How Do You Simplify cos^4x Using Trigonometric Identities?

[david18]

Hi, I get stuck on the 3rd part of this question:

(i) Draw sketches of the functions sin x and $sin^2x$ over the range -360<x<360.
(ii) Explain why, for the range 0 < x < 90=2, sin x is smaller than tan x.
(iii) Using the equality $cos^2x=\frac{1}{2}(1+cos2x)$ or otherwise, express
$cos^4x$in terms of cos2x and cos4x.

My attempt at part iii:

I squared the left hand side of $cos^2x=\frac{1}{2}(1+cos2x)$ to get $cos^4x$ and therefore squared the right hand side as well, leaving the right hand side as $\frac{1}{4}(1+cos2x)^2$

I'm presuming I have to square the right hand bracket out but I'm unsure on what (cos2x)^2 becomes.

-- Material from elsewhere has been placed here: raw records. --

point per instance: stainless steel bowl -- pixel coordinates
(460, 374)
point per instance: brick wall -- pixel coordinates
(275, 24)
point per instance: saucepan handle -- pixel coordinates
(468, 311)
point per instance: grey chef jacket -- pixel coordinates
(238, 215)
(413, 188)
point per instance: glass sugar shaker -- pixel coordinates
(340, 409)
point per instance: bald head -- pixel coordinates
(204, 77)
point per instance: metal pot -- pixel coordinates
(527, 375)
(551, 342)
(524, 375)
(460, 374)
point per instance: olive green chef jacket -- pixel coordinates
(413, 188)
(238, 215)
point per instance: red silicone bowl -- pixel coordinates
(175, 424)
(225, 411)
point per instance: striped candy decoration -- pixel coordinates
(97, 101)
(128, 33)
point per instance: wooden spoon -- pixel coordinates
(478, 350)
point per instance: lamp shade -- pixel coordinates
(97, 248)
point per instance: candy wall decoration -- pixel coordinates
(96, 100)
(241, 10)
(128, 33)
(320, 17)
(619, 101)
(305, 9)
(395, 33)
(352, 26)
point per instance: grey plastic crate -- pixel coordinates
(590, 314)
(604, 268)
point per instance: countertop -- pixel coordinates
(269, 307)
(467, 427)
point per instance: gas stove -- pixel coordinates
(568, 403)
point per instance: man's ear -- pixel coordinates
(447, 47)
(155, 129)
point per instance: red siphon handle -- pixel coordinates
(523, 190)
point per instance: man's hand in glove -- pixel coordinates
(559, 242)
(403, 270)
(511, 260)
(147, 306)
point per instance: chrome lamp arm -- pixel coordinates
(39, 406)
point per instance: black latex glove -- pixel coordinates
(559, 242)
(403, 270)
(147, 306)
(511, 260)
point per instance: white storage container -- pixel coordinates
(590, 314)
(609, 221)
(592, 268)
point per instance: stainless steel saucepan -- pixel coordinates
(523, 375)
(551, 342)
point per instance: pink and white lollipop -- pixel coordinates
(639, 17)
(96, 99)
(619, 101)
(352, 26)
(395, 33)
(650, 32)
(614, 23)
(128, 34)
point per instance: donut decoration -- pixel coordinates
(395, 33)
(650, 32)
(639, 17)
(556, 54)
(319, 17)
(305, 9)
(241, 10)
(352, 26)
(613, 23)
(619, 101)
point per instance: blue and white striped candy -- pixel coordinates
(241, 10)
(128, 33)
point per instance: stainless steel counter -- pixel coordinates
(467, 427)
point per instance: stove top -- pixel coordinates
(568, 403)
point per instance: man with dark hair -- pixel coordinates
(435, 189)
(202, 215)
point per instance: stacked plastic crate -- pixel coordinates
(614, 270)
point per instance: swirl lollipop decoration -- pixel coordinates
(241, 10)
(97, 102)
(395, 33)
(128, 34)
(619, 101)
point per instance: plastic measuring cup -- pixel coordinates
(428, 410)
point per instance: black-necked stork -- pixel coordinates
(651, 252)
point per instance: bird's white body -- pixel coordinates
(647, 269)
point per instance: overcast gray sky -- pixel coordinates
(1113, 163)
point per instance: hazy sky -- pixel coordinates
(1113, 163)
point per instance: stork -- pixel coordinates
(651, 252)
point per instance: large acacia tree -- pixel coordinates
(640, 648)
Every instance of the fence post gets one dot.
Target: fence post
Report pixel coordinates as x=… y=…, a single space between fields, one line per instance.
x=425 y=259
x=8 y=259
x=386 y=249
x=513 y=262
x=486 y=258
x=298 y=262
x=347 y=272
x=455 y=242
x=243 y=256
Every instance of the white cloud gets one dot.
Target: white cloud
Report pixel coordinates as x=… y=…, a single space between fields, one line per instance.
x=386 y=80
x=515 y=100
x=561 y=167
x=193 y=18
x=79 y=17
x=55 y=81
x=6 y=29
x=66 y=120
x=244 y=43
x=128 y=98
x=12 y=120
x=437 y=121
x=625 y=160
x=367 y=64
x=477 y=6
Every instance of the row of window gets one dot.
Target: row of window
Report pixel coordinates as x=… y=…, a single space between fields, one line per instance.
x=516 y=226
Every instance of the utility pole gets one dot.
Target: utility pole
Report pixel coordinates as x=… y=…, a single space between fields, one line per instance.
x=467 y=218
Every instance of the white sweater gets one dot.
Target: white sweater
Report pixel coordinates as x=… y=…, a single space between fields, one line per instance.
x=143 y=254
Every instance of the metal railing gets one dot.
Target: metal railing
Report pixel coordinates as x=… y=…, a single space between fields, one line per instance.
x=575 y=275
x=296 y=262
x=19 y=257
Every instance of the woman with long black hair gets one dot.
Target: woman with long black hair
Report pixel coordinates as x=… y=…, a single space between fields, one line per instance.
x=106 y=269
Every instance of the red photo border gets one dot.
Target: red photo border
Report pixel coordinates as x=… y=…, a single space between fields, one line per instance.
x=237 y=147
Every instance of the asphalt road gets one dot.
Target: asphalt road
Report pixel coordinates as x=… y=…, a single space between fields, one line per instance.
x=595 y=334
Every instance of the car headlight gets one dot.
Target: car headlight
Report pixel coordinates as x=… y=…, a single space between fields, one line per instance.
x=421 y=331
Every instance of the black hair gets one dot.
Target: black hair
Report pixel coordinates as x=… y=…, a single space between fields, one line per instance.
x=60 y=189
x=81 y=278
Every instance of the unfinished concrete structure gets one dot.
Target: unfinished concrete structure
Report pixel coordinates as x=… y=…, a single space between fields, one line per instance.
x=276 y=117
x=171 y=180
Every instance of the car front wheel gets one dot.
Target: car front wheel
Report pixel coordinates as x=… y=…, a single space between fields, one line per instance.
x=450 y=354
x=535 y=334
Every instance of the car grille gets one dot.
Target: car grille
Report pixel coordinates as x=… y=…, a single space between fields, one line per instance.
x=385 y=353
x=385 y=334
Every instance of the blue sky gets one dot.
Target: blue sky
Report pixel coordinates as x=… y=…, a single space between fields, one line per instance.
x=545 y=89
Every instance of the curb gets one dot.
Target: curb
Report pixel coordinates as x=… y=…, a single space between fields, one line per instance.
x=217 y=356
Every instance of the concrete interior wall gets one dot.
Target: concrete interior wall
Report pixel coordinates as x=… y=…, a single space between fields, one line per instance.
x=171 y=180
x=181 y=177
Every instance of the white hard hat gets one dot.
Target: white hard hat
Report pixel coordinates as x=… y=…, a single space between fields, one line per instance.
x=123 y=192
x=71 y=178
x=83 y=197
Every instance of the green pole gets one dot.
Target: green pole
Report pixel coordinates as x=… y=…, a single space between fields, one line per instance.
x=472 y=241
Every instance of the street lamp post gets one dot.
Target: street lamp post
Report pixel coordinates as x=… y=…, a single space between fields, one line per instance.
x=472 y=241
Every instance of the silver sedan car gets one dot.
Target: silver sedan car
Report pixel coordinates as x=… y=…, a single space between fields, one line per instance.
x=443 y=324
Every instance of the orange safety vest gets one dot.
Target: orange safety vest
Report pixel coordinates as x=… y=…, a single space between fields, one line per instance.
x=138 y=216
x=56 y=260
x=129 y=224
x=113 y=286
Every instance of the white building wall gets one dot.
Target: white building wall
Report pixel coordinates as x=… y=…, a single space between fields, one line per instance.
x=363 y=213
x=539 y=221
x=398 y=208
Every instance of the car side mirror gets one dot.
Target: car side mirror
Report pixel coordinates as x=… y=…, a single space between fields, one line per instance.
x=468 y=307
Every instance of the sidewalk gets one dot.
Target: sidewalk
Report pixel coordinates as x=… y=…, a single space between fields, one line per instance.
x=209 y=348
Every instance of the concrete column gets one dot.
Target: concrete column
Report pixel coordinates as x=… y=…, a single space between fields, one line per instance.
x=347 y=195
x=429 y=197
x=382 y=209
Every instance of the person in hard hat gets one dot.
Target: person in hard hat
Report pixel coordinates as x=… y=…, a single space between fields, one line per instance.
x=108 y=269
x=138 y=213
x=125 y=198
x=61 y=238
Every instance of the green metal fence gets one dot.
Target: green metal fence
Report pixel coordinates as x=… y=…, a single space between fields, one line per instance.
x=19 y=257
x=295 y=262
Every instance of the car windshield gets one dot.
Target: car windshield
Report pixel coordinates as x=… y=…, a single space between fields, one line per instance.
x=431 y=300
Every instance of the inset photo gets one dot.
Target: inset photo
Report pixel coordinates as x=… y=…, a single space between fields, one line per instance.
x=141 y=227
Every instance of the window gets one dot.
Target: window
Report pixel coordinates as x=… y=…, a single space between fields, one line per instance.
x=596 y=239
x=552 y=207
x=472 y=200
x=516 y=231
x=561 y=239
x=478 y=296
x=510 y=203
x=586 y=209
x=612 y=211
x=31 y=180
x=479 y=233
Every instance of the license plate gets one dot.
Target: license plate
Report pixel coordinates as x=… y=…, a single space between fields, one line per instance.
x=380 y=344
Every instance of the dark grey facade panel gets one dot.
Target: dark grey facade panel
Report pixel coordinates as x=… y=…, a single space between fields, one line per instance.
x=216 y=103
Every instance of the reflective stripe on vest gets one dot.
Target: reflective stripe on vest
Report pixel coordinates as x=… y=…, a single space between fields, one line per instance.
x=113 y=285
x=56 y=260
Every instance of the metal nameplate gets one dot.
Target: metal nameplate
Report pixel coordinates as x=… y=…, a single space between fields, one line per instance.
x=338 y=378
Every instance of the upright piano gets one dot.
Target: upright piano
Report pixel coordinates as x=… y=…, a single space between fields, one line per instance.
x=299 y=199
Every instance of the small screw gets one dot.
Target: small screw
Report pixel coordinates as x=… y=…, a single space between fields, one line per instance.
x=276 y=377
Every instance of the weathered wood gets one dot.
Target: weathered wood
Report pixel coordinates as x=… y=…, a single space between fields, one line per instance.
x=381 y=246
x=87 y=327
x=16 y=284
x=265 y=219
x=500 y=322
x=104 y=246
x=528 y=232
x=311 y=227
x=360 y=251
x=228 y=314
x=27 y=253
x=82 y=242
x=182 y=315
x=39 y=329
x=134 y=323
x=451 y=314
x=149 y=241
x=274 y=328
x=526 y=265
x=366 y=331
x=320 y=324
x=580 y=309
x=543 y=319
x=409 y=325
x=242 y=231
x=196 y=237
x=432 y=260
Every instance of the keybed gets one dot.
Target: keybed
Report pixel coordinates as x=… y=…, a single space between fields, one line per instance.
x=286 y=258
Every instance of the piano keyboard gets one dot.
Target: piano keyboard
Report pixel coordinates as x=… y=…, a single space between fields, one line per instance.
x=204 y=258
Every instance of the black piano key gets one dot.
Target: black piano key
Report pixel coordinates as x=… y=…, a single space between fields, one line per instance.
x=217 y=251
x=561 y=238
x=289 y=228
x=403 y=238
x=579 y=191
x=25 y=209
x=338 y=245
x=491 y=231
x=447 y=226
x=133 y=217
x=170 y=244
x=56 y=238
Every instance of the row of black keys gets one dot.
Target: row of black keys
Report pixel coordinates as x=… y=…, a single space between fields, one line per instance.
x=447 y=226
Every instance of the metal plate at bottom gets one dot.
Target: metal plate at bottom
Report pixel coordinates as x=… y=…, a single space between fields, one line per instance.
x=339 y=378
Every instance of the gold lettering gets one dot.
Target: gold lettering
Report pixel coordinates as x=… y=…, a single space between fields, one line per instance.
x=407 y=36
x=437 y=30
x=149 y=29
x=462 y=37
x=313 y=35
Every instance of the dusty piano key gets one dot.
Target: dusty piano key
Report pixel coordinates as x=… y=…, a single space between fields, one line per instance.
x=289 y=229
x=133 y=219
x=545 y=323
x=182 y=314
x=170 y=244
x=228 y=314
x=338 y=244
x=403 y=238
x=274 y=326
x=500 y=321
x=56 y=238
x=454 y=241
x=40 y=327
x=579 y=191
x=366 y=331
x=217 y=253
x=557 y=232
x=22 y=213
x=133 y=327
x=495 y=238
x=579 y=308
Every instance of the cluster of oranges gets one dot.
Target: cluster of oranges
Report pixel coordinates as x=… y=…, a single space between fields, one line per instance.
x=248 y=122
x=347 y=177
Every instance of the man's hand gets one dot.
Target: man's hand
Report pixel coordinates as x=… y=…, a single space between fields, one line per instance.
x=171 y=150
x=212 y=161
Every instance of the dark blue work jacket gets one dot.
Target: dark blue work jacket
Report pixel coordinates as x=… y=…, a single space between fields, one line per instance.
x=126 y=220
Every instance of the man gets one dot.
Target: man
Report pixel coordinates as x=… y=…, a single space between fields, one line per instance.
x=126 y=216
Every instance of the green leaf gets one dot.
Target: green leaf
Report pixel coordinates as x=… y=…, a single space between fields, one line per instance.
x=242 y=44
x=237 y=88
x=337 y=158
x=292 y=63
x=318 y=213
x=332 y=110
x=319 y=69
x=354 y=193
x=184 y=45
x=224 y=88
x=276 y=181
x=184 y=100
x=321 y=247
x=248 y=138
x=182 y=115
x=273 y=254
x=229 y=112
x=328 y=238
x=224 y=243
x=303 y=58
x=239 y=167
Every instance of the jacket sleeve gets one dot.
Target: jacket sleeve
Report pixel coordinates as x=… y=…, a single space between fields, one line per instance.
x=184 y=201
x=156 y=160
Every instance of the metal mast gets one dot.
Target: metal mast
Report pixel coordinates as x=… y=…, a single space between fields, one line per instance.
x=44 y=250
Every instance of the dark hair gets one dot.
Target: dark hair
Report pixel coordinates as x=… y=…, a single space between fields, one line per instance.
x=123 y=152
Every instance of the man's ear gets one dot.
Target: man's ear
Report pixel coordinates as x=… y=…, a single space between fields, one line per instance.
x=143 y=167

Any help would be appreciated

Homework Equations

The Attempt at a Solution

 

[HallsofIvy]

If you know (because it was just given!) that
$$cos^2(a)= \frac{1}{2}(1+ cos(2a)$$
for any a, then what is $cos^2(2x)$?

 

[david18]

Thanks for the reply, following your method I ended up with $\frac{3}{8}+\frac{1}{2}cos2x+\frac{1}{4}cos4x$

Just out of interest, if I were to square cos2x would I have to use the knowledge given in the question or does it equal something obvious?

 

[HallsofIvy]

Only the "obvious" $cos^4(2x)$! But then you could use the same identities to reduce that. It's just easier to use the already factored form.